The Safety Hire You Keep Missing Is Already on Your Jobsite

Brady Keene
Co-founder, COO and Head of Safety

At a glance
- BLS projects roughly 19,200 safety openings each year. US colleges produce about 1,100 safety graduates annually.
- One in four current safety professionals are expected to retire in the next decade.
- There is no single source of talent that closes this gap.
- Companies that combine multiple pipelines, intentional development, and modern tools will be better positioned to staff the next decade. The ones waiting on one clean fix will not.
The math does not work
The demand for safety professionals is outpacing the traditional pipeline. BLS projects around 19,200 safety openings each year, while US colleges produce about 1,100 safety graduates annually. At the same time, one in four current safety professionals are expected to retire in the next ten years.
Even if every safety program in the country expanded tomorrow, the numbers still would not close. College enrollment is under pressure broadly, and pulling from the trades is not a clean fix either because the trades are short too. Moving a foreman into safety may solve one seat, but it opens another.
The trades felt this shortage early. Safety is feeling it now. Companies trying to solve it with a single lever are going to keep losing.
What each pipeline actually gives you
New graduates bring current regulatory knowledge, formal training in hazard recognition, and comfort with the kind of data and tools the role is moving toward. What they usually do not have yet is field judgment or the credibility that gets a crew to stop work. That takes time, repetition, and a good mentor.

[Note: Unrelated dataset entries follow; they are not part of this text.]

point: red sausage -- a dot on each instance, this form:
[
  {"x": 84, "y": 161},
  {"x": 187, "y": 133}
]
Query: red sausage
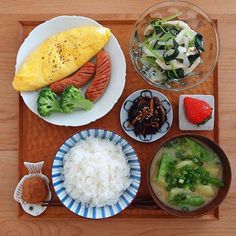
[
  {"x": 102, "y": 77},
  {"x": 78, "y": 79}
]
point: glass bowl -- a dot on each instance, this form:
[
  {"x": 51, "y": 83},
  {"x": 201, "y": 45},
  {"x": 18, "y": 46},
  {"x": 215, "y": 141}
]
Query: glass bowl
[{"x": 199, "y": 21}]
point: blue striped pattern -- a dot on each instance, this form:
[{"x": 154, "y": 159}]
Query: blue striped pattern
[{"x": 96, "y": 212}]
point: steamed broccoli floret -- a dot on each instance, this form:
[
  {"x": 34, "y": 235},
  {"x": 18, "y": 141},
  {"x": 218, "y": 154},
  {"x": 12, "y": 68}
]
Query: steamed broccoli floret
[
  {"x": 72, "y": 100},
  {"x": 47, "y": 102}
]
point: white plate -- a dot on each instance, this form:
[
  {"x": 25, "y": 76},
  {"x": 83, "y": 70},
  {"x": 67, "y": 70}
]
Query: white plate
[
  {"x": 165, "y": 127},
  {"x": 115, "y": 87}
]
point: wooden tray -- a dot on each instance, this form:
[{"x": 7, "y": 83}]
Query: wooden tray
[{"x": 39, "y": 140}]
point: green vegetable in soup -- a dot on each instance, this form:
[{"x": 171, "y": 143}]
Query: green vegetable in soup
[
  {"x": 166, "y": 159},
  {"x": 200, "y": 151},
  {"x": 212, "y": 169},
  {"x": 184, "y": 163},
  {"x": 205, "y": 190},
  {"x": 188, "y": 174},
  {"x": 194, "y": 201},
  {"x": 183, "y": 199},
  {"x": 216, "y": 182}
]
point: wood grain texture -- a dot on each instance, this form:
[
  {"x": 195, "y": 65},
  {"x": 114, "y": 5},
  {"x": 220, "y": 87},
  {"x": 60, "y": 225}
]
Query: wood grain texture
[{"x": 13, "y": 11}]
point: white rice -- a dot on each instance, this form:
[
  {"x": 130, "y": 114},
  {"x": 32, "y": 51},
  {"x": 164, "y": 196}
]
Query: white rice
[{"x": 96, "y": 172}]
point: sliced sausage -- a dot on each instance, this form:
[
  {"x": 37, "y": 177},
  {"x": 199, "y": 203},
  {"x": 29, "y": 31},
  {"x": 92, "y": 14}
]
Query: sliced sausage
[
  {"x": 102, "y": 77},
  {"x": 78, "y": 79}
]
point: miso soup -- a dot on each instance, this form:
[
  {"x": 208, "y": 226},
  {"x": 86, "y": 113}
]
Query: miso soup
[{"x": 186, "y": 174}]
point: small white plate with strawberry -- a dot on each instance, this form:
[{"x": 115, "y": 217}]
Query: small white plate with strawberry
[{"x": 196, "y": 112}]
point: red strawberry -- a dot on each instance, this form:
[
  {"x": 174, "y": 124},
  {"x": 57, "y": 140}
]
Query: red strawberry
[{"x": 197, "y": 111}]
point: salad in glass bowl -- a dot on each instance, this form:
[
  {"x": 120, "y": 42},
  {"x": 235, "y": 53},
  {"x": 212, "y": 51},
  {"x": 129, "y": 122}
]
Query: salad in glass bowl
[{"x": 174, "y": 45}]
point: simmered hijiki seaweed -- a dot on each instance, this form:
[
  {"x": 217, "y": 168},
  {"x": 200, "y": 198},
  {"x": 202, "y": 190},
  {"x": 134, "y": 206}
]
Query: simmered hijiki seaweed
[{"x": 147, "y": 115}]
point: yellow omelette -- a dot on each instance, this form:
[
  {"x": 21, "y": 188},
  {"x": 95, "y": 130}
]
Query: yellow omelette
[{"x": 59, "y": 56}]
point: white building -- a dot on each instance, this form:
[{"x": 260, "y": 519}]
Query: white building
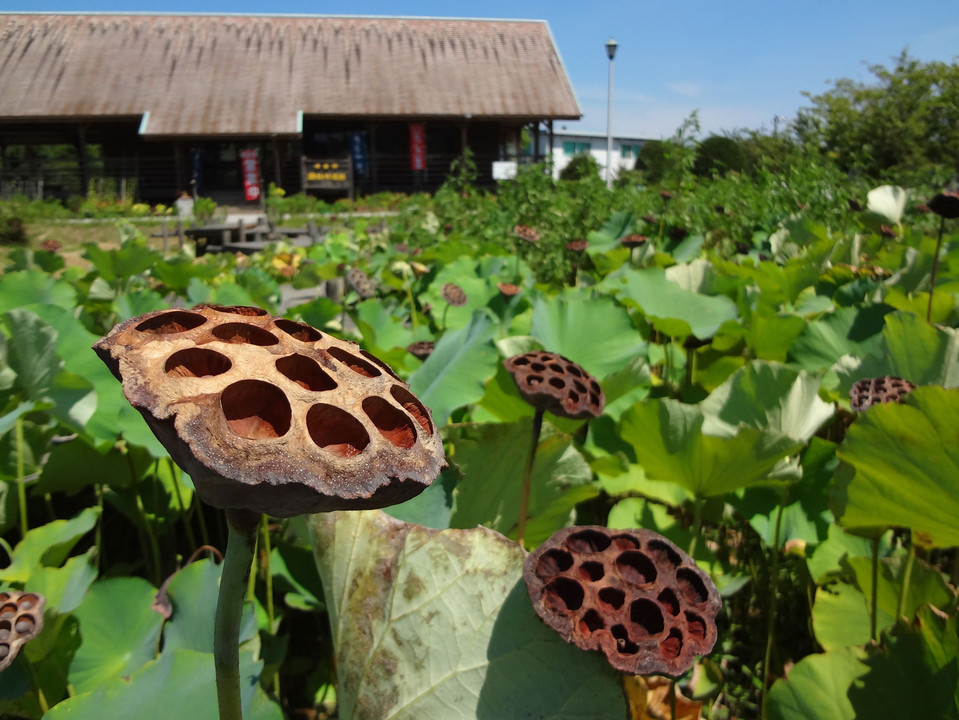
[{"x": 567, "y": 145}]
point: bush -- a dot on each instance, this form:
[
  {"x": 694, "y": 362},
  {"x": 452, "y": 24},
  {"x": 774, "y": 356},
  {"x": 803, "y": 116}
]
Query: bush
[{"x": 580, "y": 167}]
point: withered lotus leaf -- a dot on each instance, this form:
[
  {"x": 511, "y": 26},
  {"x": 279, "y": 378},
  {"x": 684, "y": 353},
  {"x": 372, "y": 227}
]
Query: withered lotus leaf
[
  {"x": 21, "y": 620},
  {"x": 548, "y": 381},
  {"x": 631, "y": 594},
  {"x": 271, "y": 415}
]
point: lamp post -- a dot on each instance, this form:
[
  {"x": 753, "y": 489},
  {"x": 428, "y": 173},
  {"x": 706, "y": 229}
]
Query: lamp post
[{"x": 611, "y": 53}]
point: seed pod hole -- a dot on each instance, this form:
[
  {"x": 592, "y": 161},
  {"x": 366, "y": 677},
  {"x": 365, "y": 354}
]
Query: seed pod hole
[
  {"x": 564, "y": 594},
  {"x": 393, "y": 424},
  {"x": 553, "y": 562},
  {"x": 299, "y": 331},
  {"x": 256, "y": 410},
  {"x": 197, "y": 362},
  {"x": 305, "y": 372},
  {"x": 636, "y": 568},
  {"x": 645, "y": 613},
  {"x": 336, "y": 431},
  {"x": 172, "y": 322}
]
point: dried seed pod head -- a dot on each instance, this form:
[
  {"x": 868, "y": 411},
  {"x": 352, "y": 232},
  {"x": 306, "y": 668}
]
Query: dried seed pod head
[
  {"x": 509, "y": 289},
  {"x": 421, "y": 349},
  {"x": 21, "y": 620},
  {"x": 634, "y": 240},
  {"x": 873, "y": 391},
  {"x": 946, "y": 204},
  {"x": 454, "y": 295},
  {"x": 525, "y": 232},
  {"x": 360, "y": 282},
  {"x": 271, "y": 415},
  {"x": 631, "y": 594},
  {"x": 548, "y": 381}
]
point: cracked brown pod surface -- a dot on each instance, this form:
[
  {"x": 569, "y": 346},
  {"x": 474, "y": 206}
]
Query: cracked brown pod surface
[
  {"x": 21, "y": 620},
  {"x": 548, "y": 381},
  {"x": 271, "y": 415},
  {"x": 631, "y": 594},
  {"x": 873, "y": 391}
]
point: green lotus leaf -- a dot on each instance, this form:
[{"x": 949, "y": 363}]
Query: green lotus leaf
[
  {"x": 670, "y": 444},
  {"x": 455, "y": 373},
  {"x": 438, "y": 624},
  {"x": 489, "y": 492},
  {"x": 905, "y": 463},
  {"x": 595, "y": 332},
  {"x": 818, "y": 688},
  {"x": 671, "y": 309},
  {"x": 120, "y": 631}
]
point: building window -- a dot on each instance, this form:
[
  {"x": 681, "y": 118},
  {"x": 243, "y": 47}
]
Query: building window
[{"x": 573, "y": 148}]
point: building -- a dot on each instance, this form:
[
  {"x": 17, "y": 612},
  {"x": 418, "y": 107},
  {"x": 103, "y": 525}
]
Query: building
[
  {"x": 225, "y": 105},
  {"x": 565, "y": 145}
]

Experienced tradespeople are often the opposite. The credibility is there on day one. The technical layer, including regulation, incident investigation, documentation, and analytics, has to be added. When it works, it can work fast because the field instincts are already in place. The cost is real though. You are pulling someone your projects depend on, and you are filling their old seat while developing them into a new one.

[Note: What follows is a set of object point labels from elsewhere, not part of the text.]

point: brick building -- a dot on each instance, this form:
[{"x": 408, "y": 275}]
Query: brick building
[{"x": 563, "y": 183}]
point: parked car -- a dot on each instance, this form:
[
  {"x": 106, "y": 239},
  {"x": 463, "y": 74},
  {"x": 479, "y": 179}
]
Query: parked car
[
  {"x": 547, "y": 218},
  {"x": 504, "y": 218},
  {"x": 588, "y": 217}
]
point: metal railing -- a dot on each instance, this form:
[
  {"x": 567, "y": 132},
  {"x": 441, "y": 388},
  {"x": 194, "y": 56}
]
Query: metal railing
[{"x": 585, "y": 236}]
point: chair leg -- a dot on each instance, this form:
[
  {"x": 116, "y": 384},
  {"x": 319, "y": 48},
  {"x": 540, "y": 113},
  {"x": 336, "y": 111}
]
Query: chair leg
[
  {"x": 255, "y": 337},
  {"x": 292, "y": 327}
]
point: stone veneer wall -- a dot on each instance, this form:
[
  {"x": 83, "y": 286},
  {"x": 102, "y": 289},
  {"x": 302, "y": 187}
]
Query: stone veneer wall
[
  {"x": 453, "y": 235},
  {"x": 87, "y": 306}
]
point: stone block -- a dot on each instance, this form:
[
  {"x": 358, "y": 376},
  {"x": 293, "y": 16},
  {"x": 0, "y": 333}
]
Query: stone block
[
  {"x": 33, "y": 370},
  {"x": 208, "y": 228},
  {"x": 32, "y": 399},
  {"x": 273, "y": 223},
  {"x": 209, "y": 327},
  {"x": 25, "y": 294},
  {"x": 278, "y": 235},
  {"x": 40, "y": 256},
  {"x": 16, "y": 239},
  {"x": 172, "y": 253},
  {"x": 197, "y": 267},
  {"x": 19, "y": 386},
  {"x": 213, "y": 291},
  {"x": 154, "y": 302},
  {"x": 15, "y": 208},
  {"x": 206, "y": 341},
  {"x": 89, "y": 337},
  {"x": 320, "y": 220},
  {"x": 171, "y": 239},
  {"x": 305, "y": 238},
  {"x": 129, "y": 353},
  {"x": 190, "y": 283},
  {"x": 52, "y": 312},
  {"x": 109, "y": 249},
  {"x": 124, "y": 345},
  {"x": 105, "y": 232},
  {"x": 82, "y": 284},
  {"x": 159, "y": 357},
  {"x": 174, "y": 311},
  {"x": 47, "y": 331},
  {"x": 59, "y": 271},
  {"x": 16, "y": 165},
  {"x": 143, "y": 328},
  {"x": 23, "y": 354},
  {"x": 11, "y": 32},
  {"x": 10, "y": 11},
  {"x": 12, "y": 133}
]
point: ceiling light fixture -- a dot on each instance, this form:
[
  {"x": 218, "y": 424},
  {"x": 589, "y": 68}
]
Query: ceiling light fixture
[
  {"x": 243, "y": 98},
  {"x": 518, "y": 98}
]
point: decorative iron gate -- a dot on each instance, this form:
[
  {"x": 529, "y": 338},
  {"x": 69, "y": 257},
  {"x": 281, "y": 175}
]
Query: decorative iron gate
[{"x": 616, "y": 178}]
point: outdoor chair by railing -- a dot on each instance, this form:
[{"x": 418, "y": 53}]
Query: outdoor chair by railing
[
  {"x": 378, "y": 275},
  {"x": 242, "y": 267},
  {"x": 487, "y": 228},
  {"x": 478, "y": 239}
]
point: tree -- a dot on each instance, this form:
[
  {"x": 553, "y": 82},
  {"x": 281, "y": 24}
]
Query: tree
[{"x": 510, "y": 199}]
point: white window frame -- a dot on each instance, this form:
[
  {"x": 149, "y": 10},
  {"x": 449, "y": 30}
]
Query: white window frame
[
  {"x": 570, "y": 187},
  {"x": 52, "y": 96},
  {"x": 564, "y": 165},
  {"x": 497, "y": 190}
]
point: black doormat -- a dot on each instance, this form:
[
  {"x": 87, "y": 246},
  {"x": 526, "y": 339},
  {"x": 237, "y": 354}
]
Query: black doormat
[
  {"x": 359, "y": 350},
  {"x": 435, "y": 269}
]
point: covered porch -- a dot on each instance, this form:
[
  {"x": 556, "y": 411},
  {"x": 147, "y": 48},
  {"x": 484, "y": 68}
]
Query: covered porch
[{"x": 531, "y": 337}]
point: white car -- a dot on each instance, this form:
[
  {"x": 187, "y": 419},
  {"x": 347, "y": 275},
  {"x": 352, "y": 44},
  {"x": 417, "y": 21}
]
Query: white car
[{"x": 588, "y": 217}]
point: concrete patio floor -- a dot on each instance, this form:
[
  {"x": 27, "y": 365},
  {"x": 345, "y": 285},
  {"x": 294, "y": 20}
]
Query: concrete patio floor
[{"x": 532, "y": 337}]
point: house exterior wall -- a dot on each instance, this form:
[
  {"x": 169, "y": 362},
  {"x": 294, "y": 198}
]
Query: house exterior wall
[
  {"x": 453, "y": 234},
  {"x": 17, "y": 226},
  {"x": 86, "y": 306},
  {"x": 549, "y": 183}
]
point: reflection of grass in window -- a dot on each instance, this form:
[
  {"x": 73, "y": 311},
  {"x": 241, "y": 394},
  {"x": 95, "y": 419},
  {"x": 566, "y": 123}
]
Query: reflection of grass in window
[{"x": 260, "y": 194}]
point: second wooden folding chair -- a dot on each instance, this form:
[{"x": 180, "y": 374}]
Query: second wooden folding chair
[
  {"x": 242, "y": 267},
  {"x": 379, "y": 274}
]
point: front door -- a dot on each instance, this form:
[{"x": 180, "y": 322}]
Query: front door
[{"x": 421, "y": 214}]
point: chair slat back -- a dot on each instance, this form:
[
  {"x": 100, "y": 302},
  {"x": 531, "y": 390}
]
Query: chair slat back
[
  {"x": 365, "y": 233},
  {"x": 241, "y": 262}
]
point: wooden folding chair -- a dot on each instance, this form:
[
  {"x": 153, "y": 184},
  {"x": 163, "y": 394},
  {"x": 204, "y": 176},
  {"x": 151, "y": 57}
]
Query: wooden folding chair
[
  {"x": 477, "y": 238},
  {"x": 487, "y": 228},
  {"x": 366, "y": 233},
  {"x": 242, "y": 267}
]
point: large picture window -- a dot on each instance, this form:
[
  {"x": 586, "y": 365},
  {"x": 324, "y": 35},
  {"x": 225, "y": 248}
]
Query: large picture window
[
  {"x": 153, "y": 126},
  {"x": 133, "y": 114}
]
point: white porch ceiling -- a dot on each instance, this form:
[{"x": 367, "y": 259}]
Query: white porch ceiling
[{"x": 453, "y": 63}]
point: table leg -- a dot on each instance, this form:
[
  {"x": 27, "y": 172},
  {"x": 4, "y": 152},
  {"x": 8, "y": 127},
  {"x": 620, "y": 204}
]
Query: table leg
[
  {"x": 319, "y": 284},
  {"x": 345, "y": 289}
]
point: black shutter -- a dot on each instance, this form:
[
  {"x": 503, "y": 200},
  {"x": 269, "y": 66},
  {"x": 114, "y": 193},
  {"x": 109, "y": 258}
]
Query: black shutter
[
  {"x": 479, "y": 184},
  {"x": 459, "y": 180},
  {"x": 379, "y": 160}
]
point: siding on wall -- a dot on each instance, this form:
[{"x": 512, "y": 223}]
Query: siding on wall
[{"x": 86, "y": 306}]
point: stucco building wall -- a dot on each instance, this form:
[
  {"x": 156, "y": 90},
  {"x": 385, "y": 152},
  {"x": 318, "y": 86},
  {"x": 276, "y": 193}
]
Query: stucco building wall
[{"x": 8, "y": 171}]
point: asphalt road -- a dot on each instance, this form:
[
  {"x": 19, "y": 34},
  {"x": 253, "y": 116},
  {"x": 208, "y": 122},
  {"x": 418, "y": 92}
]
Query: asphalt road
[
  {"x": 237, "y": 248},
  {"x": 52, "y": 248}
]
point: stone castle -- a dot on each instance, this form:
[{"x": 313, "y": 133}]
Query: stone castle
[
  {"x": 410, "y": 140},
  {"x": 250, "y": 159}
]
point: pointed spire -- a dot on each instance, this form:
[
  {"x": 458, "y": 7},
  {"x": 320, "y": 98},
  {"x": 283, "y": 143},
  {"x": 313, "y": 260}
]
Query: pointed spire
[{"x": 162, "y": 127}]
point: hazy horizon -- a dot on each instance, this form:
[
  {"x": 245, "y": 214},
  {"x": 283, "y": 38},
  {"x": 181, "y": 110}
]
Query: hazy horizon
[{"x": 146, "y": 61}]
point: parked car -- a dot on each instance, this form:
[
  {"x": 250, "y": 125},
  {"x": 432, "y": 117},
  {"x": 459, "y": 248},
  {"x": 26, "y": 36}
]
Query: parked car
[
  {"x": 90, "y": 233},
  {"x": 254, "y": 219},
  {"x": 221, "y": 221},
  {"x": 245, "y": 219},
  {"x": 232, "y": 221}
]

Career changers are one of the most underused groups. Former military, EMS, environmental professionals, and operations managers from other industries often bring organizational skills and decision-making experience that transfer well. The risk is jobsite credibility, which has to be built through exposure, humility, and consistency.
Internal promotions from other roles in the company, such as coordinators, schedulers, quality, or operations, can also work. These people already know your processes, your clients, and your culture. That shortens onboarding significantly. What they usually need is technical depth and structured support.
The companies getting this right are running all four pipelines at once. They hire new graduates. They identify field leaders who may be able to transition into safety. They recruit from adjacent fields where the instincts transfer. They build relationships with college programs before they need to hire from them.
Where companies get this wrong
A few patterns show up repeatedly.
Companies treat development as a one-time event, such as a course, a certificate, or a week of shadowing, instead of a multi-year process. They promote someone into a safety seat without giving them the time or support to actually grow into it, then wonder why it did not work. They hire from one pipeline because it worked once, then ignore the others.
They also underinvest in the senior safety leader who is supposed to be developing everyone else. That person is often buried in meetings, paperwork, incident follow-up, and project demands. By the time mentoring shows up on the calendar, there is no capacity left.
That is the quiet killer. Development does not happen if the person responsible for it is underwater.
Technology changes what these people can cover
The other half of the equation is capacity. A safety manager used to spend much of the week chasing observations, writing reports, building toolbox talks, answering repeat regulatory questions, and trying to turn messy field input into something useful.
That work is changing. Field reports can now be captured by voice, photo, or short video and returned in a structured format. Regulatory questions can be answered with citations. Hazard photos can be analyzed through energy-based frameworks and connected to controls. Toolbox talks can be built around the actual risk patterns showing up across active sites. Analytics can be surfaced through a question instead of another spreadsheet.
None of this replaces the safety professional. It reduces the administrative weight around the role. That matters because judgment is still the scarce resource.
When the routine work becomes lighter, one experienced safety professional can cover more ground. A newer professional can become useful faster. A tradesperson moving into safety can close the technical gap with more support. A career changer can learn within a more structured system. An internal promote can build confidence while still having backup on the regulatory side.
Technology does not solve the talent shortage by itself. But it does change the productivity curve of the people you already have and the people you are trying to develop.
The path forward
There is no hidden supply of experienced safety managers about to enter the market. There is no single pipeline that fixes this.
The companies that will staff the next decade are the ones building multiple hiring channels, investing in development across all of them, and giving every safety professional tools that stretch what one person can cover.
The ones waiting for one clean fix are going to keep falling behind.